Several game patches came and went, and still I couldn’t progress. Someone on Twitter saw my complaints and offered to help: If I joined his game, he could create Living Glass which should make my blueprint appear. So I joined him, and then even more bugs appeared. Sigh.

I could give him the materials, but he couldn’t give them – or anything else – back, as the menu to choose where to send stuff (your ship, roamer, storage, etc.) didn’t show me on his screen. Then we tried him putting them in a storage unit on his freighter, but when I went to take them out they weren’t there. In fact, his storage units showed the contents of my storage units on my base hundreds of light years away. What. Finally, we quit the game and he joined me instead – which actually let him pass on the components to me directly. I didn’t get the Living Glass blueprints, but I did get Living Glass (and a Mind Arc) so I could progress the story at least. My saviour waved goodbye and off I went to give the Mind Arc to Artemis.

Jacks, anyone?

Only that wasn’t the end of it. The place he was supposed to be, marked on the map, wasn’t there. I had no choice but to restart part of the questline and do it all again. That worked, luckily, and a few hours later, I’d finished the game. The most bugged of all games.

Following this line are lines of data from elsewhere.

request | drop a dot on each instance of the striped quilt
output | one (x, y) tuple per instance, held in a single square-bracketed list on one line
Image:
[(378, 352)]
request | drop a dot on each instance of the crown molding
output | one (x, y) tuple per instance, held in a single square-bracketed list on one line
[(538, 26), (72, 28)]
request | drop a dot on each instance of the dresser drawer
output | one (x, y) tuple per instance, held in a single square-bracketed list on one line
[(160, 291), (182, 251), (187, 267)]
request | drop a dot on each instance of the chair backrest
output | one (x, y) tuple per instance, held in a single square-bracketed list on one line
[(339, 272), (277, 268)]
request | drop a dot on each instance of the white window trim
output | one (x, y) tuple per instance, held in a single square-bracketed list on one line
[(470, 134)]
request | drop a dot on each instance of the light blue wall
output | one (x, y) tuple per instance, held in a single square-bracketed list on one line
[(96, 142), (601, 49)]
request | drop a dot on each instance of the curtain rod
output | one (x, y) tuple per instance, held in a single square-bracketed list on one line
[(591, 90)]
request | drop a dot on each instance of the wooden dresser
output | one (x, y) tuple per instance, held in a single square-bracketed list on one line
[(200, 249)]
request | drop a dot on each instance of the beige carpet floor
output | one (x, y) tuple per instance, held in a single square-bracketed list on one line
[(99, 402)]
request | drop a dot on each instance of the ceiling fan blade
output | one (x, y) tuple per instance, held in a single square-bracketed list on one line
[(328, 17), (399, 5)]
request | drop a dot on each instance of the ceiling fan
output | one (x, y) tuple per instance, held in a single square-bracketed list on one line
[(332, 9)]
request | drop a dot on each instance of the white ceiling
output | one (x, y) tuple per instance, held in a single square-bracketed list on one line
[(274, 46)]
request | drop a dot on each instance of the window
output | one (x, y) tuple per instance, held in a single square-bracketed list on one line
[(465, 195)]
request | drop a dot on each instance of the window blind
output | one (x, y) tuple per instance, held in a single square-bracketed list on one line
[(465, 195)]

OK, yeah. I enjoyed it. I enjoyed the exploration, the souping up my spaceship, the naming every star system “Dave” – but that was all there in the “old” No Man’s Sky. The new stuff just gave me more to do, and sadly, it was all broken. Last time, I spent 125 hours on it. This time, “just” 80, around 20 of which was working round bugs and redoing missions. I genuinely think they’ve made the game worse instead of better, which is a massive shame. It’s still great, but it’s too broken for me to recommend it as wholeheartedly as I did before.

2 Comments

  1. Thanks again for this summary. Like you, I was a little disappointed in No Man’s Sky. At first, I decided to buy it because I love games about space exploration and combat. However, there are still too many bugs and it was a real pain after 30 minutes. I also found that the controls were hard to use.